Fighting “Nature Deficit Disorder”
Too many children today rarely get outside and explore the natural world. There is a variety of reasons why kids aren’t spending enough time in nature – they’re hooked up to electronics, they’ve got sports practices and music lessons, there’s too much homework, there aren’t any woods nearby anymore.
Their physical and mental health is suffering because of it. Childhood obesity, related diseases and associated health care costs are skyrocketing, in large part due to two alarming facts: kids spend on average of fifty-six hours per week interacting with electronic screens, and consume 31 percent more calories than their parents’ generation.
In his groundbreaking book, Last Child in the Woods, author Richard Louv calls the disconnection between today’s kids and their natural surroundings “Nature Deficit Disorder.” The book cites a growing body of research indicating that providing more unstructured quality time in natural settings will provide numerous benefits to children. As he says, “Yet, at the very moment that the bond is breaking between the young and the natural world, a growing body of research links our mental, physical, and spiritual health directly to our association with nature—in positive ways. Several of these studies suggest that thoughtful exposure of youngsters to nature can even be a powerful form of therapy for attention-deficit disorders and other maladies. As one scientist puts it, we can now assume that just as children need good nutrition and adequate sleep, they may very well need contact with nature.”
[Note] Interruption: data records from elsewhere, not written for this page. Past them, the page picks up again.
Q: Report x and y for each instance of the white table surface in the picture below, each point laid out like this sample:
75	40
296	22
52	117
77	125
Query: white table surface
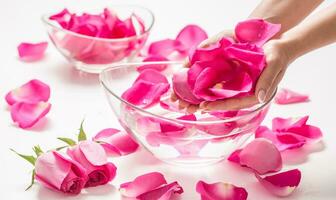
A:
76	95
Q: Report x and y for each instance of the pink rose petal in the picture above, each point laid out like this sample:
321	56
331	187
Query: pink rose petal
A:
289	133
191	36
165	192
286	96
116	142
148	186
27	115
260	155
59	172
147	89
281	184
33	91
220	191
32	52
256	31
157	67
182	88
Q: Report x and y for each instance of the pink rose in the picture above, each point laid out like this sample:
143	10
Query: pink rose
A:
228	68
93	158
58	172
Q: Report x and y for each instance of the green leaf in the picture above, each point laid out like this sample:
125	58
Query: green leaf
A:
38	151
68	141
60	148
32	181
31	159
82	134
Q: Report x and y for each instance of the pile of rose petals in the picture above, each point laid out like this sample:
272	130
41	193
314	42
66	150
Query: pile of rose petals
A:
84	165
32	52
228	68
174	49
96	39
104	25
29	103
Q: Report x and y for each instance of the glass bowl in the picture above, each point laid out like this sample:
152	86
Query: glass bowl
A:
92	54
213	137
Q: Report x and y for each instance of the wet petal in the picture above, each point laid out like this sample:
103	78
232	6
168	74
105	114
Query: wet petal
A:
256	31
260	155
281	184
116	142
282	141
28	114
157	67
191	36
32	51
147	89
33	91
220	191
286	96
182	88
142	184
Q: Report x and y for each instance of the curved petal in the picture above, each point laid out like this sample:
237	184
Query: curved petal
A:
32	52
157	67
165	192
256	31
182	88
261	156
286	96
33	91
28	114
116	142
281	184
220	190
142	184
191	36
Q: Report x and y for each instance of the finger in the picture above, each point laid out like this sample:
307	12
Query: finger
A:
232	103
266	80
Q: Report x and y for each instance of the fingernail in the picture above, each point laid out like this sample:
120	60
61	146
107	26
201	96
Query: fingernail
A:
261	96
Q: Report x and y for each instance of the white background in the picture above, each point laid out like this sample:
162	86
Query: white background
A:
76	95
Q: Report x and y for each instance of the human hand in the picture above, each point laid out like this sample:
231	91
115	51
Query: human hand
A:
277	58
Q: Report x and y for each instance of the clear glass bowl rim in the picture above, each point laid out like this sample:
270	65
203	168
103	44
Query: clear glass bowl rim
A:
174	120
47	21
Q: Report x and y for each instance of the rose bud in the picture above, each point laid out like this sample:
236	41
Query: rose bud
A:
93	158
59	172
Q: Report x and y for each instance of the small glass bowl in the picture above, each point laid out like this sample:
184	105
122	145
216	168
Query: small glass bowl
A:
208	140
93	54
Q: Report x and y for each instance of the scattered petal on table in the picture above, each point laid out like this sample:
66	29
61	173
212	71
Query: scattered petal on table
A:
116	142
33	91
220	191
28	114
286	96
281	184
32	52
260	155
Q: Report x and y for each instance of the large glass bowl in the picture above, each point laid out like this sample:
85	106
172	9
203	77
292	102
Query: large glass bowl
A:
210	139
92	54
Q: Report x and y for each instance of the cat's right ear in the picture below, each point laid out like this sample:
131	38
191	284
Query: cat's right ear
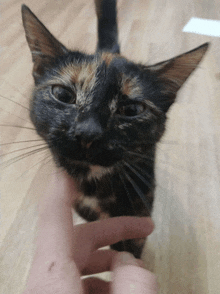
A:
43	45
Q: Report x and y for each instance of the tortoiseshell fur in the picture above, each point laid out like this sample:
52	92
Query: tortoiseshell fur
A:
105	138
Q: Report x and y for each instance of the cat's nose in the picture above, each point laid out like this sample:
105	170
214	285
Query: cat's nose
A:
87	131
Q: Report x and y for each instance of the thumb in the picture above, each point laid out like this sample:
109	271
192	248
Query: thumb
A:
129	277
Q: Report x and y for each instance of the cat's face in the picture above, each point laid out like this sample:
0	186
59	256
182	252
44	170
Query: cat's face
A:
93	109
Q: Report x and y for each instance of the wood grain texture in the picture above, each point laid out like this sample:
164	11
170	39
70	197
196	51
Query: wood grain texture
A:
184	249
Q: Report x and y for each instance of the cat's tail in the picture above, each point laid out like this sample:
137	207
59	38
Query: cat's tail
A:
107	26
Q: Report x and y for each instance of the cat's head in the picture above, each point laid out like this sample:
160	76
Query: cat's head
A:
95	109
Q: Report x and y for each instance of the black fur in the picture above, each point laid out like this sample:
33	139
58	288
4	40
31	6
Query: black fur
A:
105	136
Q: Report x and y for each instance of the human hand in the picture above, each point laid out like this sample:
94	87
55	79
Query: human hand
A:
65	252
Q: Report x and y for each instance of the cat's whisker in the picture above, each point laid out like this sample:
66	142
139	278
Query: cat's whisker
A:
141	155
138	191
11	161
16	116
27	141
17	150
44	158
15	102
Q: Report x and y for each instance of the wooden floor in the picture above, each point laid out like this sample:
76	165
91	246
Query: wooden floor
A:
184	250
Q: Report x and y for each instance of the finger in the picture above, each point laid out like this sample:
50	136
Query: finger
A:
95	285
128	277
100	261
110	231
55	238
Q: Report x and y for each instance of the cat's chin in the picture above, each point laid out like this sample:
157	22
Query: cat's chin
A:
78	167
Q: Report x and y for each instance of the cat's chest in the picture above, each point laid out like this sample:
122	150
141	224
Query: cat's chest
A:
106	192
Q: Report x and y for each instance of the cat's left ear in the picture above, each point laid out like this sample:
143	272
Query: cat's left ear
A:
43	45
173	73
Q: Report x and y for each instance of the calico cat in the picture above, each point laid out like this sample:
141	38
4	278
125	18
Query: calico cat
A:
102	116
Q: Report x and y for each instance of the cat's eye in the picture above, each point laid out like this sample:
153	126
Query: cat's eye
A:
64	94
131	109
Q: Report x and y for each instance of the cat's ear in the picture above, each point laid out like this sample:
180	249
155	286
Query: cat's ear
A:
174	72
43	45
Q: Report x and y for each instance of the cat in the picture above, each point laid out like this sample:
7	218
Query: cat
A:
102	115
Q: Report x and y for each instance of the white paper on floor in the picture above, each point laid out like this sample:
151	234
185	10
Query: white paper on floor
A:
203	26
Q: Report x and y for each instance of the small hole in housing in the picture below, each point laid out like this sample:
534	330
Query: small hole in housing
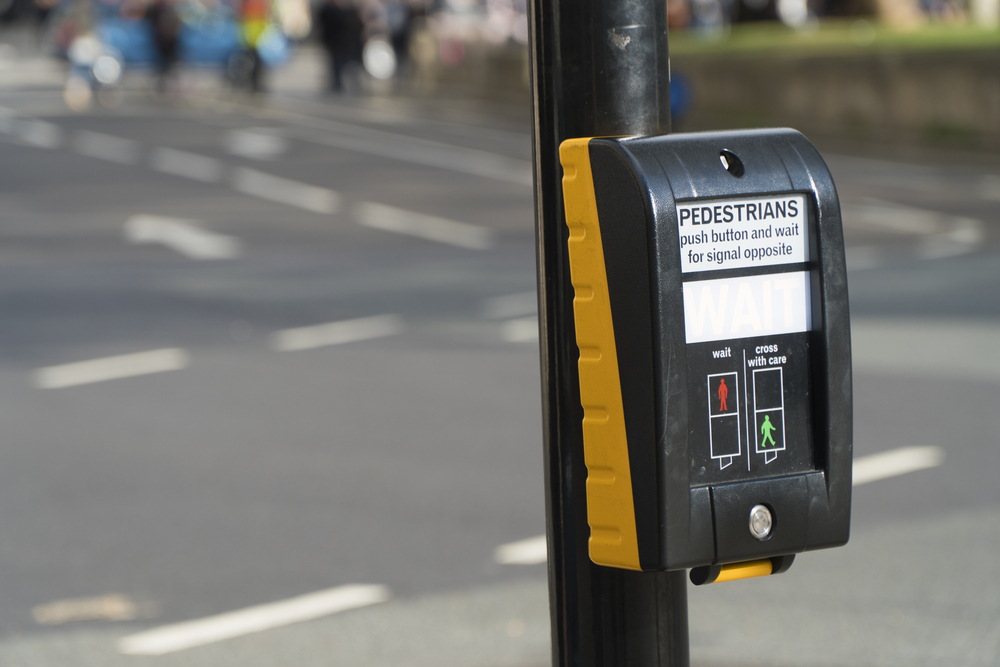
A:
732	163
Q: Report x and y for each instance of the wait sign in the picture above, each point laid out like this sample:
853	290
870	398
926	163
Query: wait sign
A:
738	233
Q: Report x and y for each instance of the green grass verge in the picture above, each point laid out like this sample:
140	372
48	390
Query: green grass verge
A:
834	38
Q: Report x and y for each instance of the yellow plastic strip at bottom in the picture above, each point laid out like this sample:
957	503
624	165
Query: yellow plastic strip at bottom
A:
747	570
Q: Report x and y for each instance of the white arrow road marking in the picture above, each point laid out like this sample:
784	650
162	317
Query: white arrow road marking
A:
524	552
110	368
188	165
285	191
866	469
896	462
510	305
432	228
256	144
106	147
336	333
521	330
180	636
36	133
184	236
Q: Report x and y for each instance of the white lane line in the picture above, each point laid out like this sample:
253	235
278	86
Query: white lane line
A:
336	333
181	636
510	305
36	133
106	147
285	191
866	469
184	236
524	552
188	165
256	144
896	462
415	150
111	368
432	228
522	330
989	187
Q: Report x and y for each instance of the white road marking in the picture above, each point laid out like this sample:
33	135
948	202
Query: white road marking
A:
188	165
524	552
510	305
285	191
106	147
943	235
36	133
896	462
336	333
184	236
255	144
111	368
415	150
522	330
990	187
432	228
110	607
866	469
181	636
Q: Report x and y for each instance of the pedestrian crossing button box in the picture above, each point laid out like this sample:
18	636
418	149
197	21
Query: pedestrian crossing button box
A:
713	330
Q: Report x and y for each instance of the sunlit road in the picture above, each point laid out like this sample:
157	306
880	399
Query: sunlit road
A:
250	352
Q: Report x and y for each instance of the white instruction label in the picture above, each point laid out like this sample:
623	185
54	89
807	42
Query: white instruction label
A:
718	234
746	307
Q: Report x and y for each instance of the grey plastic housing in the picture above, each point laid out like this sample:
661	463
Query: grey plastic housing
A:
638	182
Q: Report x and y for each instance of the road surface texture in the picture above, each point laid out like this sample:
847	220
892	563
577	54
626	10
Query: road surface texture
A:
269	371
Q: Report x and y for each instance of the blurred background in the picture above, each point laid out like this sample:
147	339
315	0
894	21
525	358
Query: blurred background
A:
268	332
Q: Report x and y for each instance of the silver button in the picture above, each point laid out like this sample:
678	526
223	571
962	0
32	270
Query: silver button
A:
760	522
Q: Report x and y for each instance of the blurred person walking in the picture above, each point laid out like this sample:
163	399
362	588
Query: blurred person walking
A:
340	31
165	24
398	18
255	17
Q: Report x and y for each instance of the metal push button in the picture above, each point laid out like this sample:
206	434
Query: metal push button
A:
760	522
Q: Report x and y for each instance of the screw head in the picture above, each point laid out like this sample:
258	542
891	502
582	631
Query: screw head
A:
761	522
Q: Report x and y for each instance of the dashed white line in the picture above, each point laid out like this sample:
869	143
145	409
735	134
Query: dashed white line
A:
432	228
106	147
110	368
184	236
990	187
36	133
510	305
188	165
896	462
524	552
285	191
181	636
336	333
255	144
522	330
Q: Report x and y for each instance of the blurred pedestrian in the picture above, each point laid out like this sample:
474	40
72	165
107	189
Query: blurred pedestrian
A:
398	19
340	29
165	24
255	17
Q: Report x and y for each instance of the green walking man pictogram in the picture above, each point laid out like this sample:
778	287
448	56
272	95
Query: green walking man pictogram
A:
765	430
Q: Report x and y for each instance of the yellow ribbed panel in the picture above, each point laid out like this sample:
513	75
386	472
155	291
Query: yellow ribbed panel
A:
610	511
747	570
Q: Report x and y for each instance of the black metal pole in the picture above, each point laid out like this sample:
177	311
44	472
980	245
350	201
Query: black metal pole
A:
598	68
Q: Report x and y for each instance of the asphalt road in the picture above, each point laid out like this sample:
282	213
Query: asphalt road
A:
403	448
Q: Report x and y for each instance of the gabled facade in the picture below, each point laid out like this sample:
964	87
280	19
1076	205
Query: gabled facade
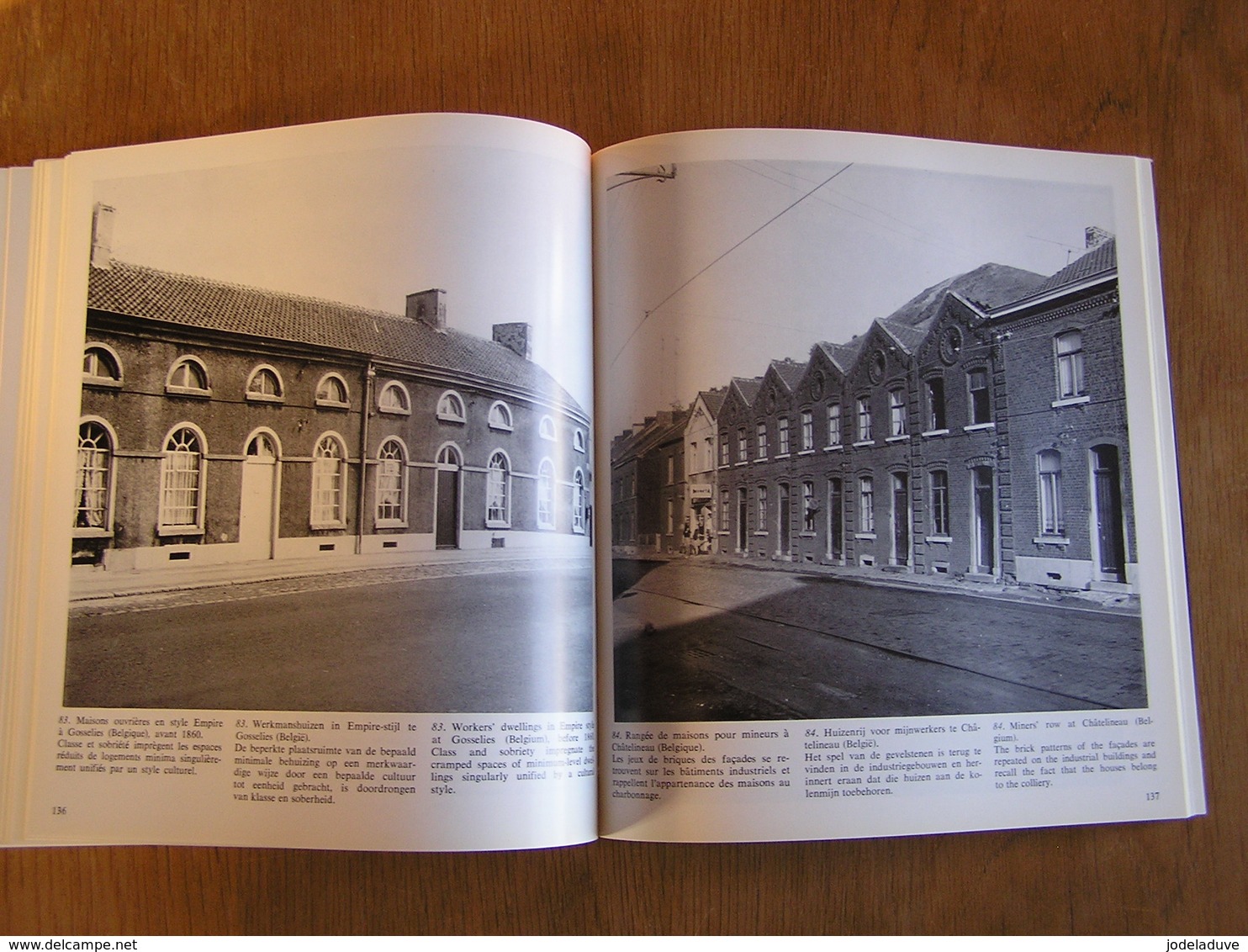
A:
225	423
701	449
980	432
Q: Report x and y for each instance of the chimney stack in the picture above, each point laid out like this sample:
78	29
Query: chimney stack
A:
1095	237
101	235
516	337
428	307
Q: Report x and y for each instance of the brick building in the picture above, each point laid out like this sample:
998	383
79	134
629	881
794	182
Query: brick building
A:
225	423
980	432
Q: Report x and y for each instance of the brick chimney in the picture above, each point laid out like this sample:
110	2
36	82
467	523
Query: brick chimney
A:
428	307
1095	236
516	337
101	235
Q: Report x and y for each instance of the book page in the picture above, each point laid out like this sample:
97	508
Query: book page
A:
321	399
892	503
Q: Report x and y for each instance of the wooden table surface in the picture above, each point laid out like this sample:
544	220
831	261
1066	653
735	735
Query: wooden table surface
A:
1155	79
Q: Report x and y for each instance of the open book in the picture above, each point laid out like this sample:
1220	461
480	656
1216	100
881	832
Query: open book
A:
425	483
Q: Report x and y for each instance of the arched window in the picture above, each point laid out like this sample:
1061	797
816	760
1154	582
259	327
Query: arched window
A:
498	492
181	482
93	492
1049	471
394	399
188	377
500	415
265	384
391	483
578	502
101	367
332	392
451	407
329	478
546	495
1069	352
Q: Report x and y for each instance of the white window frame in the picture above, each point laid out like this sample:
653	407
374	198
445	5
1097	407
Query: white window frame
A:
401	410
578	502
94	479
260	396
546	495
896	413
193	480
866	507
95	350
1069	366
498	492
345	403
451	408
940	505
864	420
327	503
391	483
1049	493
806	420
182	389
500	417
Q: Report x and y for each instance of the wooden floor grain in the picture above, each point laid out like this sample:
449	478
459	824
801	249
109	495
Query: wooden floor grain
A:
1158	79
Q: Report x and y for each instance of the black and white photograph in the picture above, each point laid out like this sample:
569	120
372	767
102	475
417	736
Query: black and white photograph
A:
869	446
335	446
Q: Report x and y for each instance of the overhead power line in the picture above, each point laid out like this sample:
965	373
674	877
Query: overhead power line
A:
724	255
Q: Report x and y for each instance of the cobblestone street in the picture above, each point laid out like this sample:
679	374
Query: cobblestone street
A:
481	635
696	642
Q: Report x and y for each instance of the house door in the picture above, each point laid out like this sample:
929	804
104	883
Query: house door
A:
984	529
257	500
835	521
1108	488
446	500
743	512
900	519
785	526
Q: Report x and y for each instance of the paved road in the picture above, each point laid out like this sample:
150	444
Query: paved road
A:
500	642
711	643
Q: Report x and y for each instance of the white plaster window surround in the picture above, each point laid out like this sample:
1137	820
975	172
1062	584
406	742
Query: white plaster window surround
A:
451	408
394	399
188	377
265	384
500	417
331	391
101	366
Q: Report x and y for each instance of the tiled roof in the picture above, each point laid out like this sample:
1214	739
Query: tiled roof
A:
749	387
843	355
1101	258
791	372
987	286
714	399
909	337
188	301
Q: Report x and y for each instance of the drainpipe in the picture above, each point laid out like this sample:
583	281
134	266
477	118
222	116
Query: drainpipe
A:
370	376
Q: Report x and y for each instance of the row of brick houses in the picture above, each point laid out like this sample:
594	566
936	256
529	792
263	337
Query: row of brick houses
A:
979	432
221	422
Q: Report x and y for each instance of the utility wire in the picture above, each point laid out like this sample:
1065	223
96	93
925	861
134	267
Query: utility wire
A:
713	263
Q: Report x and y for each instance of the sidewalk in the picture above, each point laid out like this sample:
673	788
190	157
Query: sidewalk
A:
94	584
1119	603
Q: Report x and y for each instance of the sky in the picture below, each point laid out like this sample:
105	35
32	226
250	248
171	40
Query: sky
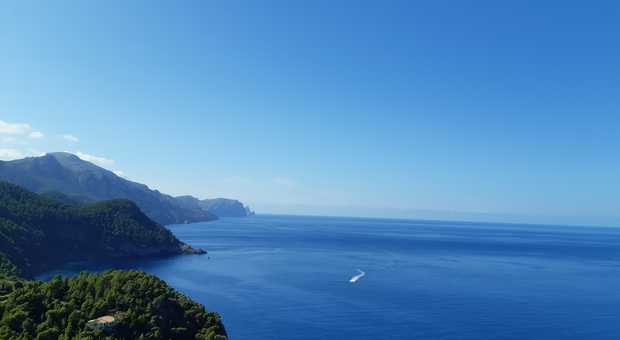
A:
499	110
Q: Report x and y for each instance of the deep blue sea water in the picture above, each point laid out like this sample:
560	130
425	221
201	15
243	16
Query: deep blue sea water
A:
284	277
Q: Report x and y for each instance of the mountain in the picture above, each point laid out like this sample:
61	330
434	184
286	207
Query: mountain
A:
82	181
222	207
37	233
137	305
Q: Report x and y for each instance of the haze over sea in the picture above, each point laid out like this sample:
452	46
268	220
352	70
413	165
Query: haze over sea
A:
287	277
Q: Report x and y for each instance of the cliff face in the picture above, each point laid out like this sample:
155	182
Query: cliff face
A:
36	232
221	207
82	181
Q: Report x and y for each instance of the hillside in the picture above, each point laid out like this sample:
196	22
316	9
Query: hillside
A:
222	207
142	307
37	232
83	181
Especially among children, experiences in nature address a host of “indoor living diseases.” They reduce obesity, stress, depression, and symptoms of attention deficit disorder, and increase cognitive functioning, self-discipline, and emotional well being at all developmental stages.
North Carolina’s local land trusts have undertaken a concerted effort to bring more children and families onto lands they have protected, for hikes, outings, exercise, and learning. Whether it’s a one-acre community garden or 200-acre nature preserve, kids are benefiting from exposure to these natural places. Visit your local land trust’s website to find out about upcoming activities to reconnect your kids or grandkids with nature.
CTNC’s role is to work with statewide groups that have local affiliates (such as the YMCA or Boys and Girls Clubs) and local land trusts to build community partnerships that will bring more children onto the land, repeatedly.
We’ll all work together to create greenways, trails and parks; establish community gardens; promote outdoor active play; and expand outreach to get more children and families to conserved natural areas.